It’s been said that I have a tendency to sugarcoat stories so this time I promise to avoid the temptation. But one thing is true: I have good news from the world of often-precarious public transport in my hometown of São Paulo.
This week, Brazilian paper Folha de São Paulo revealed research conducted by the city metro on how commuters use different methods of transport in the city. It turns out that most people prefer private transport – and who am I to judge when we have such an inefficient transport system?
There is yet to be any relief for the gridlocked streets of the largest city in South America. That said, I also found a statistic saying that families with a higher income are starting to use more public transport. That’s very interesting: on numerous occasions I’ve seen some well-off Brazilians happily joining the crowds for the Tube in London or taking a bus in Paris but never in Brazil.
There is a lot of elitism there – as well as those bad conditions I’ve mentioned – but the well-off are realising that driving your car for more than an hour when the trip should only take 15 minutes isn’t really worth the hassle. In 2007, 82 per cent of the richest people in Brazil used a car instead of public transport; this number dropped to 75 per cent in 2012.
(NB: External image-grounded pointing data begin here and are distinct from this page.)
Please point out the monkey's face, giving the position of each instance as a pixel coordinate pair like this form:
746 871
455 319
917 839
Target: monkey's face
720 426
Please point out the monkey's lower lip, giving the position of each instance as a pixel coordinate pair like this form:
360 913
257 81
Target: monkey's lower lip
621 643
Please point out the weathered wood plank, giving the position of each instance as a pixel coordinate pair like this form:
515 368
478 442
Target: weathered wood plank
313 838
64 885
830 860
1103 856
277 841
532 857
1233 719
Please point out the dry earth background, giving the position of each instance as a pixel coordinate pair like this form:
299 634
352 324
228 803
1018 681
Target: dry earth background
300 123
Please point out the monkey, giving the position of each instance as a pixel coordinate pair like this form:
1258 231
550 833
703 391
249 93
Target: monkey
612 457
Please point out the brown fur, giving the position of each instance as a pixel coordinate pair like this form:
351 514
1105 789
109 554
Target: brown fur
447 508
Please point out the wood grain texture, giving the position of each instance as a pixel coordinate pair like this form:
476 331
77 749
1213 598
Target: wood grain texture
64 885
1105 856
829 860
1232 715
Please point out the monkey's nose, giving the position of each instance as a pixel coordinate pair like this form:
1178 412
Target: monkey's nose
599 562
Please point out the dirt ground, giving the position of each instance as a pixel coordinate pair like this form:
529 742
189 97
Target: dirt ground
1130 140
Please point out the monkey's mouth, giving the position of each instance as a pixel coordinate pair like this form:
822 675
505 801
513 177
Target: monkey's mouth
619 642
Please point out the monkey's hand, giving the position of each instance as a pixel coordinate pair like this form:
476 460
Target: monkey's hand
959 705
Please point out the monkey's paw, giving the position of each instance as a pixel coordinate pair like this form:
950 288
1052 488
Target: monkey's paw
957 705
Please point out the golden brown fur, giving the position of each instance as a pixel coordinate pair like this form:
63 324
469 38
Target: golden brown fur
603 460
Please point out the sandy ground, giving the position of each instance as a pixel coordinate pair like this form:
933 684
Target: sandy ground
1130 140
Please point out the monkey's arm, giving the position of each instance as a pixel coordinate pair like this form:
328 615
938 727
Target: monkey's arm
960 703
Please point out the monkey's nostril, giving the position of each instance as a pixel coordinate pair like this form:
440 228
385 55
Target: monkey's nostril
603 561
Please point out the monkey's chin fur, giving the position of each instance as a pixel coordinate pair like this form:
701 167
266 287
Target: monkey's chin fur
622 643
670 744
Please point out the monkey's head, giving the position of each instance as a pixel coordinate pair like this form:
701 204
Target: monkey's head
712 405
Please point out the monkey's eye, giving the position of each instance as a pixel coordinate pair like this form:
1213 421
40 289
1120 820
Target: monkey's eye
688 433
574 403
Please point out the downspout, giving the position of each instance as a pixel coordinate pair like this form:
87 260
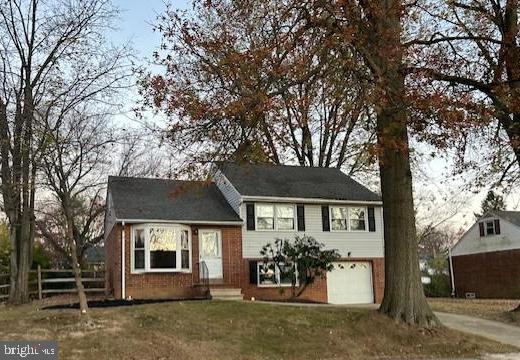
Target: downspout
123 285
452 276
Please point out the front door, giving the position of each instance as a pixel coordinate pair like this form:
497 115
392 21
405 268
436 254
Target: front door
210 251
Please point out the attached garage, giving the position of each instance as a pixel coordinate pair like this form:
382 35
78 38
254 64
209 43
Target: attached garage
350 283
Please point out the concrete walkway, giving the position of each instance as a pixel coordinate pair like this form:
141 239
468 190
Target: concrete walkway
494 330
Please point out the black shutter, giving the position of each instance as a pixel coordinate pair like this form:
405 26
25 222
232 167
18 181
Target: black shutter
325 218
250 216
253 272
497 227
300 215
371 219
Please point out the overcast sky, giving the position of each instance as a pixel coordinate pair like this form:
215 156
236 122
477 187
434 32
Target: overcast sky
436 191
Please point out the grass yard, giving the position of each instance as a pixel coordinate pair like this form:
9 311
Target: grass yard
498 310
236 330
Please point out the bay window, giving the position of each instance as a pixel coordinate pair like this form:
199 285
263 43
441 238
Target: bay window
275 217
161 248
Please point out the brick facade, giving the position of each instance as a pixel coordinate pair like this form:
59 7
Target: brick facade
235 272
170 285
489 275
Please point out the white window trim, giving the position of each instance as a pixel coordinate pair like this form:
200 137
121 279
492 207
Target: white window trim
275 221
348 229
277 275
178 255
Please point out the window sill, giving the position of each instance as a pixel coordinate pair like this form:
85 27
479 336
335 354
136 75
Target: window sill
160 271
274 230
331 230
276 286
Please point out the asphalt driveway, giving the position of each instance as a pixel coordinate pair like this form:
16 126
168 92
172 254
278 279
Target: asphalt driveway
506 334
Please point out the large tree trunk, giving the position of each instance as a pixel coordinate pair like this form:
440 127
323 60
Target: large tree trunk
404 298
83 305
76 267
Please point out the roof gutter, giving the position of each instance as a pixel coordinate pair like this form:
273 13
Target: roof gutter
308 200
123 284
186 222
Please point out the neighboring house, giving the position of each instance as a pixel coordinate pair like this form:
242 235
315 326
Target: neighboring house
486 260
159 232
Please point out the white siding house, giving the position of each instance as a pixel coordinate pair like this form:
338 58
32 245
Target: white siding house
473 243
356 244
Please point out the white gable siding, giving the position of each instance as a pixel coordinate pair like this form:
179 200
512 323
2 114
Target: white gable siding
472 243
227 189
360 244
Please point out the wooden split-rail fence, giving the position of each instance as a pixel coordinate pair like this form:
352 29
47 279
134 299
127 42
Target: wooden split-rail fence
46 282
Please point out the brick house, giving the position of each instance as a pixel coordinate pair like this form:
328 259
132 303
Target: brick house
486 260
168 236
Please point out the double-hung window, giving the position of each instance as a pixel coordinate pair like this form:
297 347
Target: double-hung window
356 218
348 218
161 248
490 228
339 218
271 275
275 217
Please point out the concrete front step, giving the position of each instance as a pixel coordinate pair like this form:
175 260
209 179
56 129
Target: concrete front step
226 294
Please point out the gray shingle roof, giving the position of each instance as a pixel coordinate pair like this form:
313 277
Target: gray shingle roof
511 216
162 199
295 182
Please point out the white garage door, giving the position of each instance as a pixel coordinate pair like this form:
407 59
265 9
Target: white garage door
351 284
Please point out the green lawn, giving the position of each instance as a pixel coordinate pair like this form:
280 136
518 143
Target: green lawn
236 330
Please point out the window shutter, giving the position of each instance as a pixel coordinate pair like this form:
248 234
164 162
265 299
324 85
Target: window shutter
497 227
250 216
481 228
325 221
300 215
371 220
253 272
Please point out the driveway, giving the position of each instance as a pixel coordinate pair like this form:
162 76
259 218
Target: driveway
493 330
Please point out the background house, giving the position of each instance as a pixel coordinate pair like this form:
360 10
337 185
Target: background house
486 260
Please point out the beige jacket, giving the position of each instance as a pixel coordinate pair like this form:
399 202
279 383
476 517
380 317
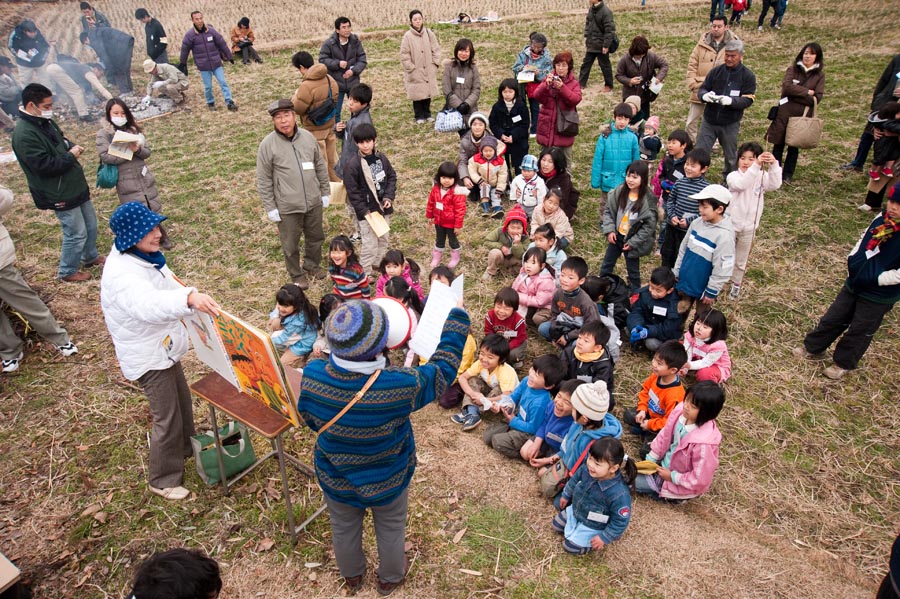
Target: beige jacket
703 59
420 56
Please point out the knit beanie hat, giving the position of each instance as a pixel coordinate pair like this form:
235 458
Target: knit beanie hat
357 331
591 400
516 213
634 101
131 222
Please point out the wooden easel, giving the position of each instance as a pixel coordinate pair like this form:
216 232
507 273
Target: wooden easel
220 394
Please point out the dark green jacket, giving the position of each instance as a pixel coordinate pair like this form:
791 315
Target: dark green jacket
55 177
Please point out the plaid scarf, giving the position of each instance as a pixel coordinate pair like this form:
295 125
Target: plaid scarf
882 233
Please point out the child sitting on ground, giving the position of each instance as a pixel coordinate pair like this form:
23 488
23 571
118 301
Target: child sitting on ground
588 359
706 256
557 420
350 280
549 213
530 400
544 237
571 308
654 315
747 185
505 320
487 170
485 382
294 324
591 421
596 502
686 450
535 285
705 345
681 207
507 244
528 189
394 264
661 392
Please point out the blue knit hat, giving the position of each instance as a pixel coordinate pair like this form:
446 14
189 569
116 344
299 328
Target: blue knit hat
357 331
131 222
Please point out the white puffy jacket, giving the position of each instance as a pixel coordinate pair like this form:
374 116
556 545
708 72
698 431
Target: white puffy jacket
143 308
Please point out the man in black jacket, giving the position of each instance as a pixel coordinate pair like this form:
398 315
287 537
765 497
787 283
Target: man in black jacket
727 91
157 43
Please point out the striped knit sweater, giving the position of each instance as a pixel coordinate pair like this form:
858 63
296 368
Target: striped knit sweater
679 202
368 457
350 282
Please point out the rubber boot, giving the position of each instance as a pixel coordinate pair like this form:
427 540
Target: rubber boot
436 255
455 255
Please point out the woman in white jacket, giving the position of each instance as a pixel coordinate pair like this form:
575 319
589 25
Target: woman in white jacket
143 306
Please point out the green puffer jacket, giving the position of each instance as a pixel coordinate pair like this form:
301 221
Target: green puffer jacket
55 177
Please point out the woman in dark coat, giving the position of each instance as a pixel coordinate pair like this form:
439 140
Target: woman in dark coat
552 164
803 81
636 70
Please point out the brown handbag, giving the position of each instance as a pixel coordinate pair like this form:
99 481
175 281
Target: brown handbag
804 132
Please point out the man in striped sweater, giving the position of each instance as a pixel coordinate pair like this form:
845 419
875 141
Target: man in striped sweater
681 209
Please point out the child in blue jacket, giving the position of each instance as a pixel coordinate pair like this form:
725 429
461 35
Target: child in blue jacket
614 153
530 400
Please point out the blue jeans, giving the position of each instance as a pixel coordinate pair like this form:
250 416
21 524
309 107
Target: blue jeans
79 227
207 76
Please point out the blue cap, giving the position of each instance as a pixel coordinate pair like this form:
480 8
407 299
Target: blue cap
131 222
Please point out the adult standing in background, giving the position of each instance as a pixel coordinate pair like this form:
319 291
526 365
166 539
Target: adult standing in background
803 81
143 304
600 41
420 56
317 89
56 181
887 89
728 90
637 70
209 48
157 42
706 55
292 180
344 57
461 80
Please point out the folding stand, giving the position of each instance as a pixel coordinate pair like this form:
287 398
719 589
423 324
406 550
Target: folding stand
221 394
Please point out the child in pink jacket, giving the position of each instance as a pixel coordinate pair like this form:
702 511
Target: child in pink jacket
535 285
686 450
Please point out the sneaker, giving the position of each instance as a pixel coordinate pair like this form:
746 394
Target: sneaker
68 349
800 352
471 421
834 372
13 364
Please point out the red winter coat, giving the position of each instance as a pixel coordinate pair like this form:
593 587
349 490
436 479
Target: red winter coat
568 97
452 210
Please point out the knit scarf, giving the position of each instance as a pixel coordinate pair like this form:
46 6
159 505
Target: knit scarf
882 233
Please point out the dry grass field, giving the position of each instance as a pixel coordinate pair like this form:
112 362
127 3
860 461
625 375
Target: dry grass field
806 498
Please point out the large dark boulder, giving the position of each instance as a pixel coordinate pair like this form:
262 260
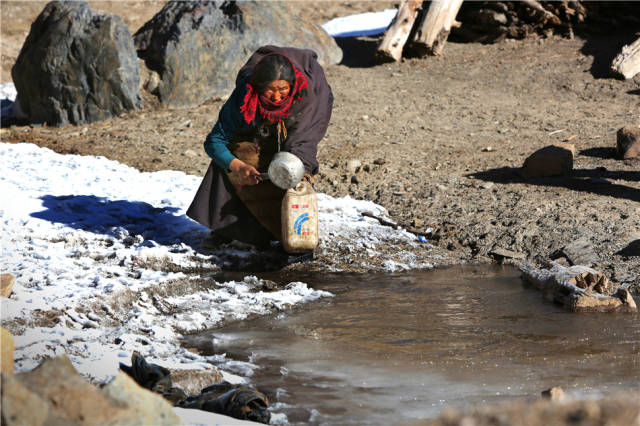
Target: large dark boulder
198 47
76 66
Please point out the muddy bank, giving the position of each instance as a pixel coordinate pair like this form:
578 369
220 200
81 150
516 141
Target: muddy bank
444 139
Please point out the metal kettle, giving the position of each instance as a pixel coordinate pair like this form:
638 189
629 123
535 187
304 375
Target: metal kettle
285 170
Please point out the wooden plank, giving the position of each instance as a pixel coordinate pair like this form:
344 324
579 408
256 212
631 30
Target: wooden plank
397 34
432 32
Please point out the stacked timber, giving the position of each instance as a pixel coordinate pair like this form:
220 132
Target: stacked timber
422 27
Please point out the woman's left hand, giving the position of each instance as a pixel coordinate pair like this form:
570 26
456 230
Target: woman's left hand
247 174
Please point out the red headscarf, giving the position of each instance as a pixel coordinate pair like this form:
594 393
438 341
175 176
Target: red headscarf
273 111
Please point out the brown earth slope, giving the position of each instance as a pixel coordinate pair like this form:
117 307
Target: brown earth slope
449 135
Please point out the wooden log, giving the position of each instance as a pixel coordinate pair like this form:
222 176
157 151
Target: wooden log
627 63
396 36
434 28
578 288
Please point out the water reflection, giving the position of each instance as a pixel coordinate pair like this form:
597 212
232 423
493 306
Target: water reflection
397 348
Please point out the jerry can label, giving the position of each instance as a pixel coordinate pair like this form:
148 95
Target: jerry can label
298 224
300 219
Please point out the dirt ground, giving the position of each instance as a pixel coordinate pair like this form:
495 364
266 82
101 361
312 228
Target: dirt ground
442 139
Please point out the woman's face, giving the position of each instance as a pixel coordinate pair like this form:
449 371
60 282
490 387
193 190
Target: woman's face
277 90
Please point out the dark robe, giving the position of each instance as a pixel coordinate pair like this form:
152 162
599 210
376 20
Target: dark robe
216 204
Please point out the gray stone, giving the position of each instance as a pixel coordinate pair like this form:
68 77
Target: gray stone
555 394
148 408
580 252
631 250
71 399
552 160
501 253
197 47
76 66
20 406
628 142
353 166
193 381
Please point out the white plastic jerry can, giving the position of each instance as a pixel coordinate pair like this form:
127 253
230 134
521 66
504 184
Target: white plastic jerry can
300 219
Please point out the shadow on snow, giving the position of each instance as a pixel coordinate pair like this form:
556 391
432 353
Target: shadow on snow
123 220
100 215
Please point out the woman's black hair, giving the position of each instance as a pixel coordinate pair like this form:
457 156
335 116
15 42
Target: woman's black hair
271 68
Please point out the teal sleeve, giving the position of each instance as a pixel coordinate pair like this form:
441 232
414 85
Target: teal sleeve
229 121
215 145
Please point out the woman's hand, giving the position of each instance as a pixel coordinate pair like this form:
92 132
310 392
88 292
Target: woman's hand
248 175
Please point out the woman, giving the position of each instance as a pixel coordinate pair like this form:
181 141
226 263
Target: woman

I have a feeling they are following a global trend among the metropolitan elite around the world. But let’s also remember that among the poorest there was little increase in the use of cars, after the Brazilian government made car prices considerably cheaper with incentive programmes. Let’s also remember that it is the poor who usually have the longer commutes and that the suburbs are where the quality of transport is really bad; at least there is an increasing number of underground stations in the city centre.
I guess everyone is thinking about quality of life and how to move around their city in a more efficient way. See, no sugarcoating here: I’m simply saying that I can see the beginning of a trend. Now let’s see if our urban planners will follow suit and think of new ways of relieving the traffic and making São Paulo a more human-friendly city.
And fellow Paulistanos, especially the single ones, trust me: you are far more likely to meet someone on the metro than in a huge traffic jam at Avenida Paulista. OK, maybe I’m sugercoating just a little bit.
Fernando Augusto Pacheco is a researcher for Monocle 24.